Ruling casts a shroud over Quebec euthanasia law
MONTREAL — Quebec politicians reacted angrily Tuesday after a judge ruled that the provincial law legalizing euthanasia — set to come into force next week — is in “flagrant” conflict with the Criminal Code.
“Fundamentally, this goes against the will of the Quebec population,” Health Minister Gaétan Barrette told reporters in Quebec City. Justice Minister Stéphanie Vallée immediately announced the government’s intention to appeal, insisting the Quebec law is valid.
Parti Québécois end-of-life care critic Véronique Hivon, who while in government was instrumental in crafting Quebec’s euthanasia law, called the decision “shocking” and blamed Ottawa for failing to act sooner to legalize what the province calls “medical aid in dying.”
The Quebec law, adopted in June 2014 and set to come into force Dec. 10, is “longed for by people who at this moment are sick, who see this exit door really as a source of serenity in their battle against disease, in their death throes,” Hivon said.
Despite the emotional language, Tuesday’s ruling by Justice Michel Pinsonnault of Quebec Superior Court did not nullify the Quebec legislation. On the surface, it only forces a delay. The judge noted that last February’s Supreme Court of Canada decision striking down a federal ban on assisted suicide gave Ottawa and the provinces a year to prepare new legislation before the Criminal Code provisions in question become invalid.
Pinsonnault ruled that as long as those provisions are on the books — and it is expected Ottawa will request an extension to the Feb. 6 deadline — a Quebec physician administering euthanasia under the provincial law would be committing a crime. He ordered the suspension of the articles of the Quebec law concerning euthanasia until the Criminal Code is changed. In an interview Monday, Barrette told the National Post that he does not expect many Quebec patients to seek medical aid in dying, which under the law is restricted to adults at the end of life with an incurable illness who experience “constant and unbearable” suffering.
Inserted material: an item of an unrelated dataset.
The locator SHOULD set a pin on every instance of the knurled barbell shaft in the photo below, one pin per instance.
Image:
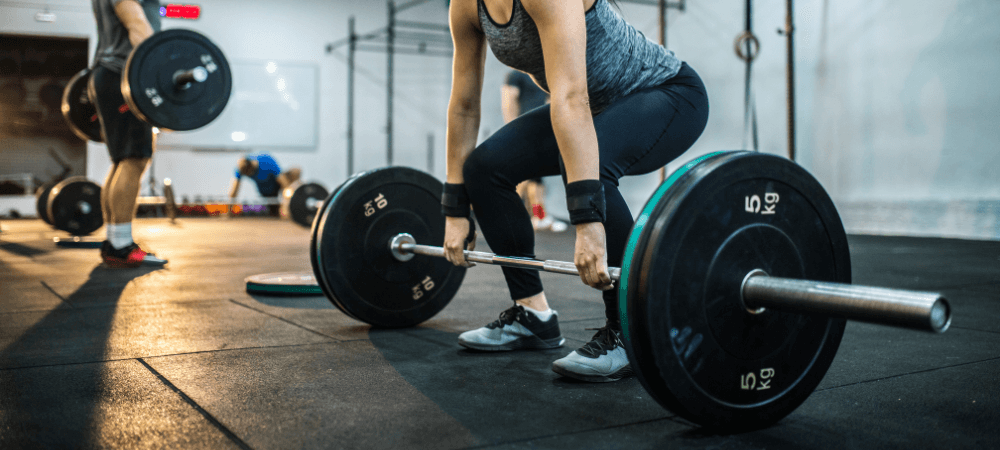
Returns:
(562, 267)
(925, 311)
If that is true, then waiting until an extension is granted will not have much effect. What is more devastating for Quebec’s euthanasia advocates is that Pinsonnault’s ruling picks apart the foundation of Quebec law.
Quebec has argued that it was within its rights to legislate because “medical aid in dying” is simply an element of health care, which is a provincial jurisdiction.
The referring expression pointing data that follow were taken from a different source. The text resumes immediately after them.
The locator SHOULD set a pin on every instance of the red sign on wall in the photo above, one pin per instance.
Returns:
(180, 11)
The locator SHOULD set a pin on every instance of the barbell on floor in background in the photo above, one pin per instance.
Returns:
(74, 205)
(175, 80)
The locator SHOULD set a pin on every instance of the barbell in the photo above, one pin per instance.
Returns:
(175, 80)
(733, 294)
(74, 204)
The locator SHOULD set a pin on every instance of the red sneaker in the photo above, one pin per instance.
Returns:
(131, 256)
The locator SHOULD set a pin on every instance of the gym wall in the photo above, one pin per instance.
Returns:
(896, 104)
Even though the law provides for a physician to end a patient’s life with a lethal injection, Barrette, Vallée and Hivon refuse to use the term “euthanasia.”
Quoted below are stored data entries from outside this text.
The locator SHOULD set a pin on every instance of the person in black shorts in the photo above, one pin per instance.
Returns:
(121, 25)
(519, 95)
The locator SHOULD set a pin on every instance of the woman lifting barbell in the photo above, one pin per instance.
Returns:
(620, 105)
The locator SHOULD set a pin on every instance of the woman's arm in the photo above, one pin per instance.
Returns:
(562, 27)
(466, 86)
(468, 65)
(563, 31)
Pinsonnault writes that Quebec cannot resort to a euphemism to skirt criminal law. “It must be concluded at this stage that ‘medical aid in dying,’ in the present context, corresponds prima facie to the euthanasia of a human being at his express request,” he writes, “or in other words, assistance with suicide necessarily through the intervention of another person. ... Adding the word ‘medical’ to the expression ‘aid in dying’ is alone not enough to protect provincial legislation that is incompatible with federal criminal legislation.”